After this incident, two officers, Steven Sanchez and Adam Ahmad, were indicted by a Marion County grand jury on multiple counts, including involuntary manslaughter, reckless homicide and battery. Jury trials for Ahmad and Sanchez are scheduled for mid-January.

The federal lawsuit claims that the city’s policies and practices were a “responsible cause of how the individual defendant officers interacted” with Whitfield during the incident. They stress that the city, as well as the six officers involved, should be held responsible for Whitfield’s death.

In its response to the federal lawsuit, the defendants deny that the estate is entitled to relief in this litigation. The defendants denied that the force used against Whitfield during the incident was unreasonable and excessive.

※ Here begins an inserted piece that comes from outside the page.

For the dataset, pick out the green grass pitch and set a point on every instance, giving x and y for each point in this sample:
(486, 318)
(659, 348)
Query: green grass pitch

The defendants also claimed that the injuries and damages, if any, were caused by pre-existing injuries or conditions and that the defendants are entitled to statutory and common law immunity.

In June, a federal judge ruled that no written discovery or depositions can be conducted with Sanchez and Ahmad because of their ongoing criminal proceedings. However, the court ruled that all other discovery would proceed.

According to previous reports, Herman Whitfield Jr. and Gladys Whitfield, Herman Whitfield III’s parents, also filed a lawsuit in Marion County on Wednesday and are seeking monetary damages against the city of Indianapolis. In this lawsuit, the parents claim that the actions of the involved IMPD officers against their son were actionable under the common law of Indiana, as well as the state’s Tort Claims Act.

In a statement from the family’s legal team, officials said the Marion County case is brought on behalf of a separate claim of the parents themselves. The federal lawsuit is brought by the estate of Herman Whitfield III and not by the parents, even though they do serve as the personal representatives of their son’s estate.